Vince DePrinzio, adjutant at the American Legion in Wildwood, sifts through goods donated for furloughed Coast Guard employees last week.

CAPE MAY — As the partial government shutdown continues, the U.S. Coast Guard training facility is asking organizations collecting goods for employees and enlistees working without pay to open their drive up to all federal workers.

That would allow Coast Guard recipients to get around ethics rules that block them from accepting more than $20 worth of goods.

Enlistees and civilian employees received pay on the first of the year, said John Edwards, spokesman for the facility, though the source of the allocated funds was not identified. Should the shutdown continue, workers will not receive a paycheck Jan. 15, the next pay cycle.

“Then the word ‘need’ would really become applicable,” he said.

The drive, led by the American Legion in Wildwood and the Seaville Fire & Rescue Company, has collected diapers, food, baby formula, cash and gift cards.
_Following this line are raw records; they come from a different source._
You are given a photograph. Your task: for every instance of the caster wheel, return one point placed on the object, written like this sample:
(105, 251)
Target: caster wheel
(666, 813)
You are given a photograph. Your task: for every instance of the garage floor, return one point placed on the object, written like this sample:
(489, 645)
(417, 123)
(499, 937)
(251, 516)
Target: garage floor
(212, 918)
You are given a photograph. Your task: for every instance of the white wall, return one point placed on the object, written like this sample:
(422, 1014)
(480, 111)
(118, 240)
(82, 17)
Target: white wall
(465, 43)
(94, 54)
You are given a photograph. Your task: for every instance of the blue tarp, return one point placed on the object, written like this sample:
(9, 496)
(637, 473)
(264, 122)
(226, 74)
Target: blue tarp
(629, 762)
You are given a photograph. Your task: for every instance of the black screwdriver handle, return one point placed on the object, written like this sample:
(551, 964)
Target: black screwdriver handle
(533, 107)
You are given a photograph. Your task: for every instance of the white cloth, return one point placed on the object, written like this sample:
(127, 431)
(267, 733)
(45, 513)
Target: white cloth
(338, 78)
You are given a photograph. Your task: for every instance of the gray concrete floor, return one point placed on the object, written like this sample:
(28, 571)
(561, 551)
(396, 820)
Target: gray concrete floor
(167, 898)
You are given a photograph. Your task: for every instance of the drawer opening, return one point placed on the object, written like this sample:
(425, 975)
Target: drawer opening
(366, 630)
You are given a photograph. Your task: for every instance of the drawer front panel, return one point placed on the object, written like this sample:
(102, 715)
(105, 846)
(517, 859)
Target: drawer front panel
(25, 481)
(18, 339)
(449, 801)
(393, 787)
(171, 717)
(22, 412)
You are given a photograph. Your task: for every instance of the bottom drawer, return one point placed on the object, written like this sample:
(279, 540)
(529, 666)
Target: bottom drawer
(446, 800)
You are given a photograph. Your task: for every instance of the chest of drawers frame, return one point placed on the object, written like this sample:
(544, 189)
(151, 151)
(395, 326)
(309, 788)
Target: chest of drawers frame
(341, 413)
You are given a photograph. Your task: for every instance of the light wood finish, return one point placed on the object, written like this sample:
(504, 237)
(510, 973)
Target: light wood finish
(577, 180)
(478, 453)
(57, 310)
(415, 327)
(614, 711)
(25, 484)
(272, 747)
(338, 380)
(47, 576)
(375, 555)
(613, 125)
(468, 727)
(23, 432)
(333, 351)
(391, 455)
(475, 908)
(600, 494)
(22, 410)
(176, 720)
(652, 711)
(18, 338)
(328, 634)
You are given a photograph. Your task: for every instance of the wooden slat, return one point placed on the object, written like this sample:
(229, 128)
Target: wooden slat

It was started independent of the Coast Guard, Edwards said.

“We didn’t start getting wind of the donations and the drives until we started fielding calls from the media,” he said.

The Chief Petty Officers Association has agreed to accept and disperse the collected goods, Edwards said, since they aren’t under the purview of the federal government.

The Coast Guard is also asking the organizations to direct any monetary collections to the Coast Guard Mutual Assistance fund and forward a letter spelling out that the donations came from residents to ensure that no prohibited organizations were involved.

The Code of Federal Regulations does not allow federal employees to solicit gifts or accept ones that are contingent on their position.

“Any agency, any person impacted by the partial shutdown, should be allowed to this benefit,” Edwards said.

The code says they can’t accept gifts that “create the appearance that the donor is receiving preferential treatment or would cause a reasonable person to question the employee’s integrity or impartiality.”

Some 42,000 members across the Coast Guard are working without pay, including employees at Training Center Cape May. Unlike other branches of the military, the Coast Guard falls under the Department of Homeland Security, not the Department of Defense, which remains fully funded.

Ninety-eight civilian employees are affected by the shutdown at the Cape May Coast Guard facility. Twenty-four are deemed essential and are working without pay, while the remaining 74 are furloughed.

Vince DePrinzio, adjutant at the American Legion in Wildwood, said the squabble over border funding is wrongheaded, especially with workers going without pay.

“We have a motto: ‘Veterans helping veterans,’ ” he said. “We feel it’s important because, hey, there are families there. They don’t have any money to buy anything. So we’re gonna do the best we can do to help them.”

Donations are still coming in, DePrinzio said.

“A little bit here, a little bit there. We’re in pretty good shape,” he said. “And we’ll do what they want to do; we’ll go by the rules.”